Per l’Anzi folk festival, diretto da Vincenzo Petrone, l’autore e regista Antonio Mocciola – anzese da parte paterna e materna – ha confezionato uno spettacolo “ad hoc”, in cui un soldato anzese sul Carso, durante la prima guerra mondiale, parla e canta la sua terra lontana, e allo stesso tempo scaglia velenosi dardi anti-militaristi, mettendo alla berlina le dinamiche – spesso comiche, per non dire patetiche – di ogni conflitto. Il tutto è affidato a Giuseppe Brandi, cantante e attore, che armato solo di chitarra, a piedi nudi, il 20 agosto offrirà al pubblico l’esordio assoluto di uno spettacolo che, già dal titolo, omaggia Carlo Levi.
“I contadini non cantano” è uno spettacolo in cui, forse per la prima volta nella tua carriera, si abbinano e si incastrano perfettamente le tue qualità di cantante e di attore. Come ti approcci a questa esperienza?
Per me è come fare incontrare due tuoi cari amici che conoscono te, ma non l’un l’altro. È decisamente emozionante.
Avete ripescato canzoni di guerra e di pace, di diserzione e di lotta, assieme a un testo dai forti contenuti anti-militaristi. E’ stato difficile lavorarci?

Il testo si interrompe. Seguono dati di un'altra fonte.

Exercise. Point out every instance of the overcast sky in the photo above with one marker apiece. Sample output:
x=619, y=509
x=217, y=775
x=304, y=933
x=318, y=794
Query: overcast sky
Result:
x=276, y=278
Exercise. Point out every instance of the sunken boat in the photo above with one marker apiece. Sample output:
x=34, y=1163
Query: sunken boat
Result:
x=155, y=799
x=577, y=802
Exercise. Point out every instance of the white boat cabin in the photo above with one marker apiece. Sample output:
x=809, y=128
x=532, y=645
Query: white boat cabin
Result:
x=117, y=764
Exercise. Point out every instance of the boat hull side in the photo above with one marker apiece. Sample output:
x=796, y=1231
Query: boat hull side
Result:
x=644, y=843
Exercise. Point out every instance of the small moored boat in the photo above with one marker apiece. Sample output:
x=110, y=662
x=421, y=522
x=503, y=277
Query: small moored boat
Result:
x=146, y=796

Beh, ho in comune con Rocco (il mio personaggio), il ripudio per la guerra. È stato abbastanza spontaneo, sotto questo punto di vista. Difficile è stato immergersi in situazione disumane, come quelle del fronte sul Carso.
Qual è il repertorio musicali che ami di più interpretare nelle tue serate dal vivo?
Grazie a mia madre, ho scoperto i Beatles da bambino. Diciamo che il mio repertorio si basa sul rock. Ma amo tantissimo suonare anche il cantautorato nostrano
E’ la terza volta in pochi mesi che torni in Lucania. Cosa pensi di questa terra così remota e poco conosciuta?
La Lucania è magica, non lo dico per piaggeria. C’è un senso di accoglienza straordinario, che è proprio di chi ama visceralmente la propria terra.